C Call by Reference: Using pointers

In this article, you'll learn to pass address as an argument to the function with the help of an example.

You can not only pass variables/values to a function, but you can also pass addresses to a function. After all, address is also some kind of a value.

Since pointer store address, you can use pointer to accept that address in the function definition. Let's take an example:


Example: Passing address to a Function

 
#include <stdio.h>
void swap(int *n1, int *n2);

int main()
{
    int num1 = 5, num2 = 10;

    // address of num1 and num2 is passed
    swap( &num1, &num2);

    printf("num1 = %d\n", num1);
    printf("num2 = %d", num2);
    return 0;
}

// pointer n1 and n2 stores the address of num1 and num2 respectively
void swap(int* n1, int* n2)
{
    int temp;
    temp = *n1;
    *n1 = *n2;
    *n2 = temp;
}

When you run the program, the output will be:

num1 = 10
num2 = 5

The address of num1 and num2 are passed to the swap() function using swap(&num1, &num2);. Pointers n1 and n2 stores them.

When the value at the addresses n1 and n2 are changed, num1 and num2 are also changed respectively.
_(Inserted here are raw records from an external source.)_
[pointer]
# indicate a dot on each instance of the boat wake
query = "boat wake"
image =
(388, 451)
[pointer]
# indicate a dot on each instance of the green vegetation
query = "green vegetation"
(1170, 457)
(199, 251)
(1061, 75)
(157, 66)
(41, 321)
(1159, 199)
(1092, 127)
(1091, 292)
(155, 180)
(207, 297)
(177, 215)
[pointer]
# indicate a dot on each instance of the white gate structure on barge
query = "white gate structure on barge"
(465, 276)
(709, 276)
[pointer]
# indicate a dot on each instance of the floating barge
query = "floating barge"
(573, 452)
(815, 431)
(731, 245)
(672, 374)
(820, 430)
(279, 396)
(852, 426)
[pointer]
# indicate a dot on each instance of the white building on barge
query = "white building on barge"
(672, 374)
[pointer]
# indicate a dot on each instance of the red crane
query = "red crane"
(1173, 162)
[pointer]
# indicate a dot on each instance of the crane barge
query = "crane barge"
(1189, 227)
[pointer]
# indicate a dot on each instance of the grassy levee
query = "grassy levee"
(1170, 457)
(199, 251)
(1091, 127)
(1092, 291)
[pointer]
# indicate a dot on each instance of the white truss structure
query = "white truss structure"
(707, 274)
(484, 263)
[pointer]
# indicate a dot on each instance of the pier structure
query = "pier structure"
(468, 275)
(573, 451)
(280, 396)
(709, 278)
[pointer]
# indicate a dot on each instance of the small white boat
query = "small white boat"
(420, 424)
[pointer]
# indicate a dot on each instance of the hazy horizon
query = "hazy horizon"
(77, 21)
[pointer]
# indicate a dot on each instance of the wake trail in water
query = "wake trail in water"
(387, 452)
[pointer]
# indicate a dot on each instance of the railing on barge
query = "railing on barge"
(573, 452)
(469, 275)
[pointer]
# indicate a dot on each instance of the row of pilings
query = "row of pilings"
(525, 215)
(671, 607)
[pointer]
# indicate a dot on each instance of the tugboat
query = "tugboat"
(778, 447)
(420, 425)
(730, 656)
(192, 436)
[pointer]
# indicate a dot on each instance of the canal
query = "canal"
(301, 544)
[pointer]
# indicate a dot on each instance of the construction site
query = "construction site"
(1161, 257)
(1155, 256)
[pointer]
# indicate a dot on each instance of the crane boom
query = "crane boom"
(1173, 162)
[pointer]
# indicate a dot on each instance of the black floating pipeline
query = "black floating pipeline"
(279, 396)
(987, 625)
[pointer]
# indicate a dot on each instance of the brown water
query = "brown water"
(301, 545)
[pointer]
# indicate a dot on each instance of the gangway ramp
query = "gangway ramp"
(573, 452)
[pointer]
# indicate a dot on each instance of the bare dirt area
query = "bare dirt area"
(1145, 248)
That is, if *n1 and *n2 are changed inside the swap() function, num1 and num2 are also changed inside the main() function.

Inside the swap() function, *n1 and *n2 swapped. Hence, value stored in num1 and num2 are also swapped.

Notice that, swap() is not returning anything; it's return type is void.

This technique is known as call by reference in C programming. It's because addresses are passed to the function instead of the actual value.